Aria: Suita, co czytasz?
Suita: Artykuł sprzed kilku dni.
Aria: Jeśli jest tam coś o psach – to szczekaj!
Suita: W zeszłym roku przeprowadzono ankietę wśród 200 weterynarzy w Kanadzie i USA.
Aria: No i?
Suita: Weterynarze zgłosili 283 przypadki zatrucia marihuaną u zwierząt domowych – zalegalizowanym u nich narkotykiem. Większość dotyczyła psów, ale było też 51 kotów, dwie iguany, dwie fretki, papuga i nawet koń.
Aria: Jak dochodziło do zatrucia?
Suita: Przez zjedzenie produktów zawierających narkotyk, niedopałków, czy zjedzenie suszu.
Aria: Ludzie mogli celowo podać zwierzętom narkotyk żeby zobaczyć jak będą się po nim zachowywały.
Suita: Nie można wykluczyć takiej ewentualności. 16 z zatrutych zwierząt zmarło. Zatrucie mogło być spotęgowane przez substancje szkodliwe dla psów takie jak np. czekolada, w której mógł być zawarty narkotyk. Nie wyklucza się też, że to właśnie te substancje dodatkowe, a nie sam narkotyk mogły spowodować śmierć zwierzaków albo spowodowało ją połączone działanie tych substancji.
Aria: Ojej! Jakie są objawy zatrucia u psów?
Suita: Dezorientacja, senność, dziwne lub niekontrolowane ruchy, spowolnienie pracy serca, nietrzymanie moczu, nadwrażliwość na światło, dźwięk, dotyk i inne bodźce.
Aria: Jak leczono psy?
Suita: Obserwacja trwająca 24 – 48 godz., leczenie objawowe.
Aria: Są na to jakieś leki?
Suita: Nie ma. Badanie miało właśnie na celu opracowanie leków pozwalających na odwrócenie skutków zatrucia narkotykiem w domu, bez kosztownego pobytu zwierzaka w lecznicy.
Aria: Sądzę, że narkotyki powinny być zdelegalizowane.
Suita: Ja też tak sądzę. A za podanie zwierzęciu narkotyków powinny być kary więzienia jak za podanie dzieciom.
Aria: Nam na szczęście zatrucie nie grozi.
Suita: Jasne. Nasi ludzie są normalni i nie biorą świństw.
Aria: Goście naszych ludzi też są normalni.
Suita: Ale czasem z żalem siedzę pod stołem i czuję jak ludzie obżerają się tak kusząco pachnącą, a trujacą dla nas czekoladą, czy czekoladowym ciastem … Czekam, czekam … i nic ze stołu nie spada … a jeśli – to nie czekolada …
Aria: Co wolno wojewodzie, to nie tobie, JRT.
Suita: A może jestem odporna na teobrominę?
Aria: Lepiej nie sprawdzaj.

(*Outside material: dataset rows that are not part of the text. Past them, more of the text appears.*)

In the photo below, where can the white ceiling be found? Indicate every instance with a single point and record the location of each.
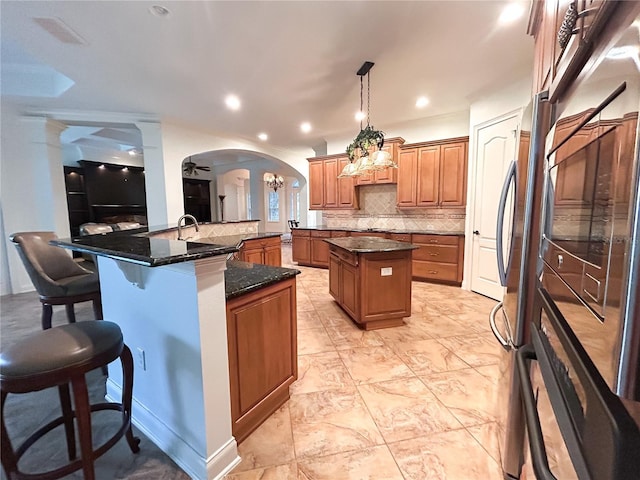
(289, 62)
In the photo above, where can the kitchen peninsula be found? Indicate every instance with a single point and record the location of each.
(197, 326)
(370, 278)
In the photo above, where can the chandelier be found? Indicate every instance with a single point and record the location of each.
(365, 152)
(274, 181)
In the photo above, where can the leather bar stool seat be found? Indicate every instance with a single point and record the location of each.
(61, 356)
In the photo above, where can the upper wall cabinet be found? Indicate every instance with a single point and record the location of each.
(433, 174)
(326, 190)
(388, 175)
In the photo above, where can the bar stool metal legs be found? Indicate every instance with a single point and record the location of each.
(97, 343)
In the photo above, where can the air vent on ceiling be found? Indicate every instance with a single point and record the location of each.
(59, 30)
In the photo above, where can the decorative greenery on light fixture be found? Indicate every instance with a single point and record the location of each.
(367, 138)
(360, 160)
(274, 181)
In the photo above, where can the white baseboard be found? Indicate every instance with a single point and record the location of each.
(220, 463)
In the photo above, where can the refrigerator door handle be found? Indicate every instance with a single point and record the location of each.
(532, 420)
(504, 343)
(502, 205)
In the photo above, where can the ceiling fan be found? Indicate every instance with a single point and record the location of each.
(191, 168)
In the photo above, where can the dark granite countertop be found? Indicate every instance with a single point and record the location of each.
(379, 230)
(131, 246)
(152, 252)
(369, 244)
(236, 240)
(242, 277)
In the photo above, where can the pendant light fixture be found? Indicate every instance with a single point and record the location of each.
(274, 181)
(363, 161)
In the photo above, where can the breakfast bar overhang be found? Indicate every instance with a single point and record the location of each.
(168, 297)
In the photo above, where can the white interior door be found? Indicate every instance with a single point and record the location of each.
(496, 149)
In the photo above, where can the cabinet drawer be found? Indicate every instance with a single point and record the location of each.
(420, 238)
(400, 237)
(436, 271)
(437, 253)
(344, 256)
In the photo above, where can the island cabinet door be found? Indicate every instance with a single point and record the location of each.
(300, 246)
(334, 277)
(350, 289)
(262, 343)
(273, 255)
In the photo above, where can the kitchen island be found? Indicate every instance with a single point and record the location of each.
(169, 297)
(370, 278)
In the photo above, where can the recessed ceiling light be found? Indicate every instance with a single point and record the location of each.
(422, 102)
(232, 102)
(511, 12)
(159, 11)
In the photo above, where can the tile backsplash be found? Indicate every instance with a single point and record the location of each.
(378, 210)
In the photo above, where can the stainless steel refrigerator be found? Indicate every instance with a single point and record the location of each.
(517, 232)
(575, 390)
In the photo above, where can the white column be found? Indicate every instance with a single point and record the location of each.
(33, 191)
(163, 179)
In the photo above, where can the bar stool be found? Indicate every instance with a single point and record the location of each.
(60, 356)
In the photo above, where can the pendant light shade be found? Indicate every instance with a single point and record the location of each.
(362, 160)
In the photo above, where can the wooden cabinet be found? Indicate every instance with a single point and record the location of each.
(388, 175)
(316, 185)
(433, 174)
(263, 363)
(262, 250)
(320, 248)
(373, 288)
(440, 258)
(400, 237)
(326, 190)
(301, 246)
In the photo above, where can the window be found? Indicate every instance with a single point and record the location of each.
(274, 207)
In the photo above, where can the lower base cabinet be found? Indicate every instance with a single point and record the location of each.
(263, 357)
(440, 258)
(301, 246)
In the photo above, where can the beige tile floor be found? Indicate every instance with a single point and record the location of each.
(414, 402)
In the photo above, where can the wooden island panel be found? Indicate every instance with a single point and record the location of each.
(373, 287)
(262, 343)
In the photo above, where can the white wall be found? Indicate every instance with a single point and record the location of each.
(32, 178)
(421, 130)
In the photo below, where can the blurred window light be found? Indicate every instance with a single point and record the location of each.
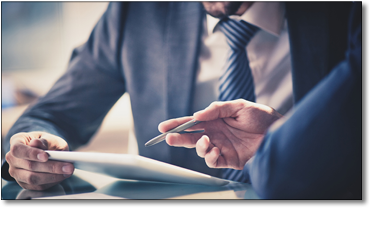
(32, 35)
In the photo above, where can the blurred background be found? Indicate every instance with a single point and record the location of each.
(36, 43)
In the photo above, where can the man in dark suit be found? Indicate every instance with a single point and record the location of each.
(312, 152)
(151, 50)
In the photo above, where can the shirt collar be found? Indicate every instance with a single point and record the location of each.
(268, 16)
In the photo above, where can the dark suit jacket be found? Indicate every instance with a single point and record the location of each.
(151, 49)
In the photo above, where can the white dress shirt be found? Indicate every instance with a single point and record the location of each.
(268, 53)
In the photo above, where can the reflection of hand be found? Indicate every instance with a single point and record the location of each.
(29, 164)
(56, 190)
(233, 131)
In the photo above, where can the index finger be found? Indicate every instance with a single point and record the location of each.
(22, 151)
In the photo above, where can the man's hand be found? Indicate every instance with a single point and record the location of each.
(233, 131)
(29, 164)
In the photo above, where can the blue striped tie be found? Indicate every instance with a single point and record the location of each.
(237, 81)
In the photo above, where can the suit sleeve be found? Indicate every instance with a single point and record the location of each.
(316, 152)
(77, 103)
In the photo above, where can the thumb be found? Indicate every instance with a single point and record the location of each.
(39, 143)
(218, 110)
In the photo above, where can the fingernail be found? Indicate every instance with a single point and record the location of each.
(67, 169)
(41, 156)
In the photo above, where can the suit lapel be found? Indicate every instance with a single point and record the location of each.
(183, 34)
(308, 36)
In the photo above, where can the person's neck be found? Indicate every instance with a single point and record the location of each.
(242, 9)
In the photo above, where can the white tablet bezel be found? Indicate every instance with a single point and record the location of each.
(134, 167)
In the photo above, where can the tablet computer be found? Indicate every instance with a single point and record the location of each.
(134, 167)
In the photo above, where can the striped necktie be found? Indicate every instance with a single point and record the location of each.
(237, 81)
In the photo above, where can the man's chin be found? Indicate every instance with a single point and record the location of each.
(221, 9)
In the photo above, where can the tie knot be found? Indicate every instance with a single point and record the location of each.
(238, 33)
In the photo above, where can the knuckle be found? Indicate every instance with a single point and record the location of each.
(11, 171)
(32, 179)
(8, 157)
(29, 165)
(51, 168)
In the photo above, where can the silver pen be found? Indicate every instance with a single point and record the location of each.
(177, 129)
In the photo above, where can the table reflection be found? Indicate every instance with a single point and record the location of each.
(132, 189)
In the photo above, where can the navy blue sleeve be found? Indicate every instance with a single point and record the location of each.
(316, 152)
(77, 103)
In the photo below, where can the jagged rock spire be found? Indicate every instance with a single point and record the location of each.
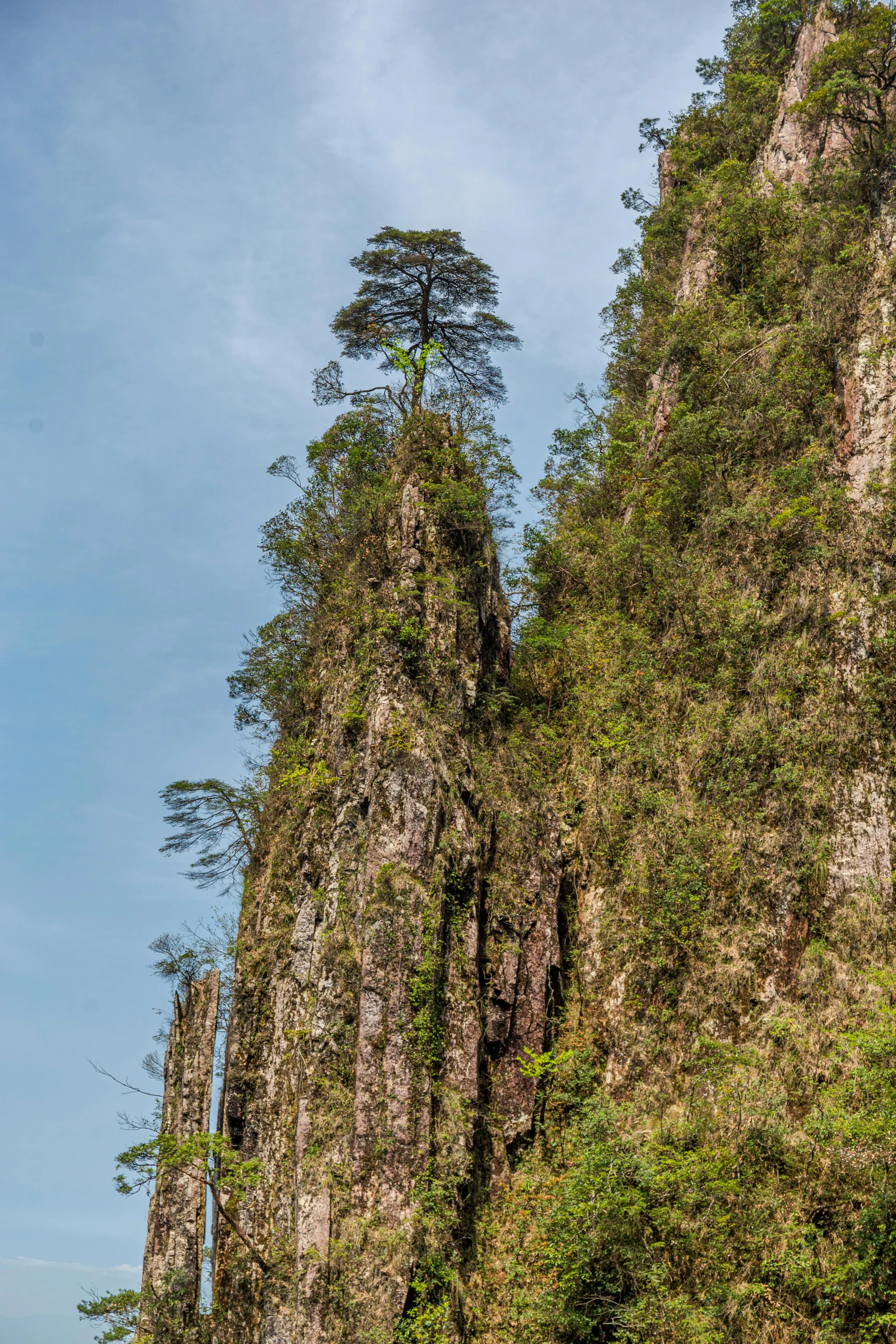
(398, 948)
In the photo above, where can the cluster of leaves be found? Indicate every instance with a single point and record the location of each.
(328, 548)
(711, 1168)
(120, 1311)
(851, 90)
(719, 1219)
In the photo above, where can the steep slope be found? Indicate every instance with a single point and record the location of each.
(398, 949)
(564, 993)
(716, 570)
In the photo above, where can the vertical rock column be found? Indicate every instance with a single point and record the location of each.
(176, 1233)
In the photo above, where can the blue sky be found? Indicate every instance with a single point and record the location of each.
(183, 186)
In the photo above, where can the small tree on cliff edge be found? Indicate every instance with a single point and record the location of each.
(425, 304)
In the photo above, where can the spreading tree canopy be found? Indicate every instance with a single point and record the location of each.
(426, 304)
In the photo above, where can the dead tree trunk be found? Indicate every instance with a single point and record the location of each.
(176, 1233)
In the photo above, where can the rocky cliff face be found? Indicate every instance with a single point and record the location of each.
(176, 1234)
(546, 1022)
(398, 951)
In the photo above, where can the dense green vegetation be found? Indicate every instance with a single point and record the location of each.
(715, 1155)
(703, 658)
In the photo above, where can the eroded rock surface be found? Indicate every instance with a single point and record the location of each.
(398, 957)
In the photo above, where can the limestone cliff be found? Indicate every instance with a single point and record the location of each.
(398, 949)
(564, 983)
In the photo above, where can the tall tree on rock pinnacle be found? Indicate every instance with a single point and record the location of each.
(425, 307)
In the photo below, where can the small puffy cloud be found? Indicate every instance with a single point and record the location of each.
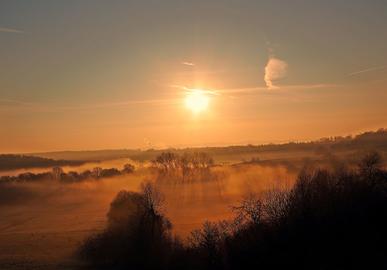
(11, 30)
(275, 69)
(188, 63)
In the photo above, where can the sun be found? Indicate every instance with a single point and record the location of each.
(197, 100)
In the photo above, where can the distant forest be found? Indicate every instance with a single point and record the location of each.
(12, 162)
(367, 141)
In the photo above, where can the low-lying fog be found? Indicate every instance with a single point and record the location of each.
(37, 219)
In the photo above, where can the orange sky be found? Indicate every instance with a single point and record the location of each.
(93, 75)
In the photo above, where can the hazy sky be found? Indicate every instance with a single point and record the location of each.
(115, 74)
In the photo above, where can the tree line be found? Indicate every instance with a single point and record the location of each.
(327, 220)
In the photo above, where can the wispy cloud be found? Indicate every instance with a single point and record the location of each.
(275, 69)
(367, 70)
(11, 30)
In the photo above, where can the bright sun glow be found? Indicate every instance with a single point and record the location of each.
(197, 100)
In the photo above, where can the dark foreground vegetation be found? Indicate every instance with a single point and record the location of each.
(329, 220)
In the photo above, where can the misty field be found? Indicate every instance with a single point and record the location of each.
(43, 223)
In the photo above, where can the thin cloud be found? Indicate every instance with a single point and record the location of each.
(11, 30)
(275, 69)
(367, 70)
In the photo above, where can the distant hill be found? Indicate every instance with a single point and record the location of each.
(90, 155)
(373, 140)
(12, 162)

Nie warto umierać dla kawałka pysznej słodyczy.
Suita: Wiem. Tak sobie szczekam. Ale gdyby mi kawałek rzucili to bym połknęła zanim bym poczuła co jem.
Aria: Ja chyba też, bo wiem, że nasi ludzie nie rzuciliby nam świadomie czegoś szkodliwego …
Suita: Chodźmy do Pani, może dostaniemy jakiś bezpieczny smakołyk.